History

On February 3, 1707, the Austrian Emperor Joseph I sent a written letter to the Czech General Estates, requesting the foundation of an engineering school. This school was established as the Czech Institute of Engineering Education, reorganized in 1806 as the Prague Polytechnic, and, after the disintegration of the former AustroHungarian Empire in 1918, transformed in to the Czech Technical University in Prague.

Electricial Engineering as an independent subject has been taught at the Czech Technical University since the 1884/85 academic year. A separate Department of Electrical Engineering was established in 1891/92; and since the 1910/1911 academic year 1910/1911 there has been an independent curriculum in Electrical Engineering at the School of Mechanical Engineering.

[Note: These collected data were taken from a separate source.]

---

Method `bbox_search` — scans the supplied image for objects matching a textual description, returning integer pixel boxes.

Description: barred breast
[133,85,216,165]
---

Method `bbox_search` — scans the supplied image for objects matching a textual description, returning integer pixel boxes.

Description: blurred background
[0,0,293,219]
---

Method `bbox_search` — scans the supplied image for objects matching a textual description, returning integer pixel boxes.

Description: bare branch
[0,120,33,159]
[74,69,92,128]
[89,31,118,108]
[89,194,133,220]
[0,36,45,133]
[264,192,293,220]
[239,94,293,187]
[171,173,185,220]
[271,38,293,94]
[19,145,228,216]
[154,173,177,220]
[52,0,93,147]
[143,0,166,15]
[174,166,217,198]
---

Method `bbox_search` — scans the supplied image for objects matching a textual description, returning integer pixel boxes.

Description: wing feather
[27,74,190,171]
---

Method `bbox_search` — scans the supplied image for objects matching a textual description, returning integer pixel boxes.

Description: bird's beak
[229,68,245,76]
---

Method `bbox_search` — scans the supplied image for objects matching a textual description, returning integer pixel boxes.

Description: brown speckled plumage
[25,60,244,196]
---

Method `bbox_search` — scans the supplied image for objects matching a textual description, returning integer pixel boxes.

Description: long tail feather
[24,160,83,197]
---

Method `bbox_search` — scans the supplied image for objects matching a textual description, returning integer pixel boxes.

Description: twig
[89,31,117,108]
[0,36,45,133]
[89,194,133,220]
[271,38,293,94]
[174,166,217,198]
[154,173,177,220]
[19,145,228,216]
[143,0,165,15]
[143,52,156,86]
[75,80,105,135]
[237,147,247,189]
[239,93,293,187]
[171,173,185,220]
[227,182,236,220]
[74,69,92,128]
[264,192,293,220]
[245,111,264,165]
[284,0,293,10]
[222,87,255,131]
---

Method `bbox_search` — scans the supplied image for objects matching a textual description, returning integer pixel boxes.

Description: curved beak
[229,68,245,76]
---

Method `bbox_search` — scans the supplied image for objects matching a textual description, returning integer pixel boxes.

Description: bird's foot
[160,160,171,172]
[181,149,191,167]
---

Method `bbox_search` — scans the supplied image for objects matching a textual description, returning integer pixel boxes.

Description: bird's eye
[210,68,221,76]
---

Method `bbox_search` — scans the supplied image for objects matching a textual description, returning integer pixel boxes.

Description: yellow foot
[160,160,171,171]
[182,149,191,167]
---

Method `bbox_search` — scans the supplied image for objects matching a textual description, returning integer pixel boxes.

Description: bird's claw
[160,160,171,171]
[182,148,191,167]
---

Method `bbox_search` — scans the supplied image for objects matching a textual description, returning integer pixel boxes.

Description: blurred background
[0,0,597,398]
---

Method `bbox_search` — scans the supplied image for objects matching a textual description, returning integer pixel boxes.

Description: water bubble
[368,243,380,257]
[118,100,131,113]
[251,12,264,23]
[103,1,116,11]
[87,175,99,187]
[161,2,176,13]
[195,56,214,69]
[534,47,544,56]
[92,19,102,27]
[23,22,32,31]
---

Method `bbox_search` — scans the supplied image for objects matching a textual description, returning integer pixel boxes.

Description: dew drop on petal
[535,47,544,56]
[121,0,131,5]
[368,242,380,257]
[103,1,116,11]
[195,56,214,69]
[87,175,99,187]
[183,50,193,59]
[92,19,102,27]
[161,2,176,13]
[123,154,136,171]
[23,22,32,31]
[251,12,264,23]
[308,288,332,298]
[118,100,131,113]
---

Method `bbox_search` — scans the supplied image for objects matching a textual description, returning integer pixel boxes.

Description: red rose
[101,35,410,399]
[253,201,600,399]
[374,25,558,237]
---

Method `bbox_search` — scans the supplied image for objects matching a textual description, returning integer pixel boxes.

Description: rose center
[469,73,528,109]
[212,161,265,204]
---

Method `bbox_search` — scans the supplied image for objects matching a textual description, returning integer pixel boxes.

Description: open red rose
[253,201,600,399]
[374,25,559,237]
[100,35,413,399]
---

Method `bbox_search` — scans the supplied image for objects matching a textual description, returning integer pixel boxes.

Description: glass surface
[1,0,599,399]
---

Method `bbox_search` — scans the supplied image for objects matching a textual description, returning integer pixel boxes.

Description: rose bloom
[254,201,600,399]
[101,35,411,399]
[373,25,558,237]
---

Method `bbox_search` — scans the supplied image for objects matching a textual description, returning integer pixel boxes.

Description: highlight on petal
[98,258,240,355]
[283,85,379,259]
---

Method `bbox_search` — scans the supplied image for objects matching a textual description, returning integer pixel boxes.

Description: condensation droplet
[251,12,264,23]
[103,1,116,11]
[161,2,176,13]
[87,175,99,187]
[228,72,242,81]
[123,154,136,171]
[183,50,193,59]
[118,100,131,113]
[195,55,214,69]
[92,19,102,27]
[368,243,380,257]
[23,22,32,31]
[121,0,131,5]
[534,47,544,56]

In 1920 the School of Mechanical Engineering was reorganized under the new name of the School of Mechanical and Electrical Engineering with two autonomous sections (departments): the Section of Electrical Engineering and the Section of Mechanical Engineering. The Section of Electrical Engineering comprised five independent institutes: the Institute of Electrical Machines, the Institute of Theoretical and Experimental Electricity, the Institute of Power Networks and Stations, the Institute of Electrical Drives and Railways and the Institute of Electronics and Telecommunications. In 1937 a new Institute of High Frequences was added.

In the 1950/51 academic year the Faculty of Electrical Engineering was made separate from the School of Mechanical and Electrical Engineering. During its existence it has conferred some 26,000 Electrical Engineer degrees (equivalent to aMaster's degree) and 1450 PhD degrees. Nowadays, there are 4,300 students enrolled in all forms of study.

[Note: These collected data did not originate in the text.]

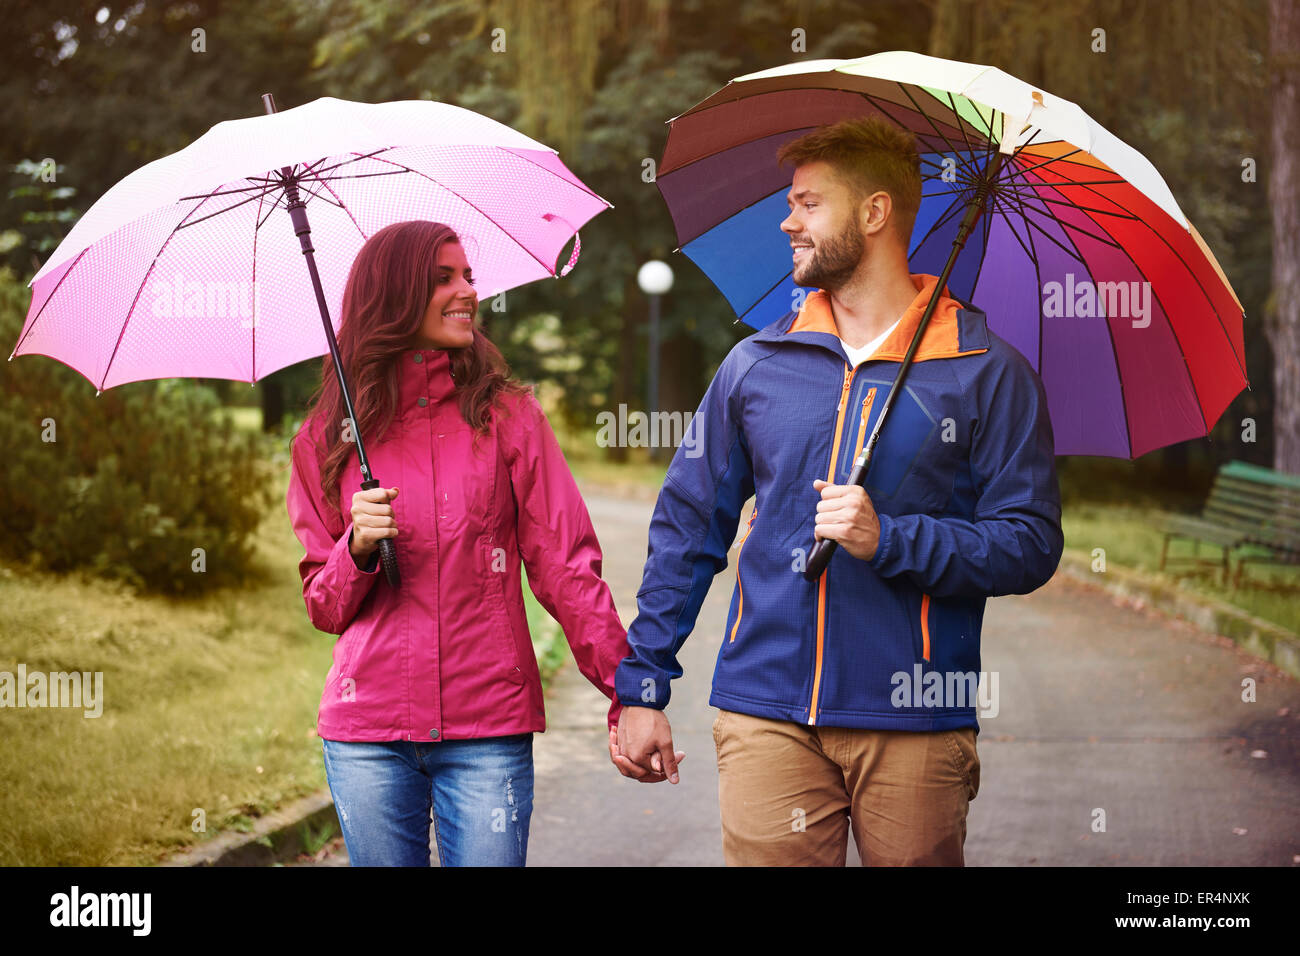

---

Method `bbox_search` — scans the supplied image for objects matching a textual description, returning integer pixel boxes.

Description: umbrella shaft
[802,150,1005,582]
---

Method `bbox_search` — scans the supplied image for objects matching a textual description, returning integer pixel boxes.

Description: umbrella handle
[803,452,868,581]
[376,537,401,589]
[805,535,838,580]
[360,478,402,589]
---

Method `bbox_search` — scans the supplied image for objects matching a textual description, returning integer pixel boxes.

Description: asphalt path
[304,489,1300,866]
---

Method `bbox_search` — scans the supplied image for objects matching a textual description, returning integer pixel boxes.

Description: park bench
[1157,460,1300,589]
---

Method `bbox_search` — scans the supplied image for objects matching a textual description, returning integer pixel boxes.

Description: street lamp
[637,260,673,461]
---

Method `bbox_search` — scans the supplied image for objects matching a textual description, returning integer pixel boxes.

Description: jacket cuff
[321,526,381,627]
[345,528,381,574]
[869,511,896,572]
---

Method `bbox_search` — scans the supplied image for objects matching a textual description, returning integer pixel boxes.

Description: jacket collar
[396,346,458,414]
[754,272,989,363]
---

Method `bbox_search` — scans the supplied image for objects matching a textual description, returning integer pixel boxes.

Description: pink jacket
[285,346,629,742]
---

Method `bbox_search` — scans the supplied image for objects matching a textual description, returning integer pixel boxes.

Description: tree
[1267,0,1299,472]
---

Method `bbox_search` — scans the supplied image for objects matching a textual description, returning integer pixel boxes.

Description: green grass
[0,465,565,866]
[1062,502,1300,634]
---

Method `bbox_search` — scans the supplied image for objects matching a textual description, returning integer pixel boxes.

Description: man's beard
[793,218,865,291]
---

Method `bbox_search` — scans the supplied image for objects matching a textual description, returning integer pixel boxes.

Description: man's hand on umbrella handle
[609,706,684,783]
[812,479,880,561]
[349,486,399,565]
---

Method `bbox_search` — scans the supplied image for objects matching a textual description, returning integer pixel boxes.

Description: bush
[0,269,276,594]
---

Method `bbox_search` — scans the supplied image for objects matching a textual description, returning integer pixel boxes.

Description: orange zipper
[851,387,879,463]
[729,505,758,643]
[809,362,855,725]
[920,593,931,661]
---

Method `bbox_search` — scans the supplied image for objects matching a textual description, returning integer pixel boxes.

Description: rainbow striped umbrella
[656,50,1248,461]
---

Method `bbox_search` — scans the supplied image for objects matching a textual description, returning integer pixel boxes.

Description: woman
[285,220,629,866]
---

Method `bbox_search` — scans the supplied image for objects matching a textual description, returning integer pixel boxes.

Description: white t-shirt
[840,317,901,368]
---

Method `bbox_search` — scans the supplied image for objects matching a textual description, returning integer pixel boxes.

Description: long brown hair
[301,220,531,503]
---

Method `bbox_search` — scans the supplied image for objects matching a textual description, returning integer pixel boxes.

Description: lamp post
[637,259,673,461]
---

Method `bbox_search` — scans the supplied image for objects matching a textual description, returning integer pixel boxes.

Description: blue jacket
[615,273,1064,734]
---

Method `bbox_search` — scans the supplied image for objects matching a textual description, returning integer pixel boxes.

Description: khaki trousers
[713,708,980,866]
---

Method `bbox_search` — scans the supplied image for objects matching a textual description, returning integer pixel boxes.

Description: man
[609,115,1063,866]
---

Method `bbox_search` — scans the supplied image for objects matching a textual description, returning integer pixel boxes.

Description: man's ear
[859,190,892,238]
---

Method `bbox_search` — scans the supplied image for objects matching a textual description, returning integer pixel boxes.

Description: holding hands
[609,706,685,784]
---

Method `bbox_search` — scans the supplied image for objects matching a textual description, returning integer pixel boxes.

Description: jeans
[321,734,534,866]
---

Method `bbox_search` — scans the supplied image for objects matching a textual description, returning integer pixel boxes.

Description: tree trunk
[607,272,644,463]
[259,374,284,434]
[1268,0,1300,473]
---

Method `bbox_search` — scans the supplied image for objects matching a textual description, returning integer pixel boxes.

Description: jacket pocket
[728,505,758,644]
[851,387,879,464]
[481,533,527,684]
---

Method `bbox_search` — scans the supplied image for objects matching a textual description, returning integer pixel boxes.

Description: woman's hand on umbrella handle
[349,486,399,565]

Of these, 430 are doctoral students. The faculty has 420 teachers.

Deans

Mission statement

The Faculty of Electrical Engineering, the Czech Technical University in Prague educates new experts in the fields of electrical engineering, telecommunications, automation, informatics and computer science.

It provides conditions for scientific work, educates new scientific workers, works as a centre for scientific and educational activities in all above mentioned areas.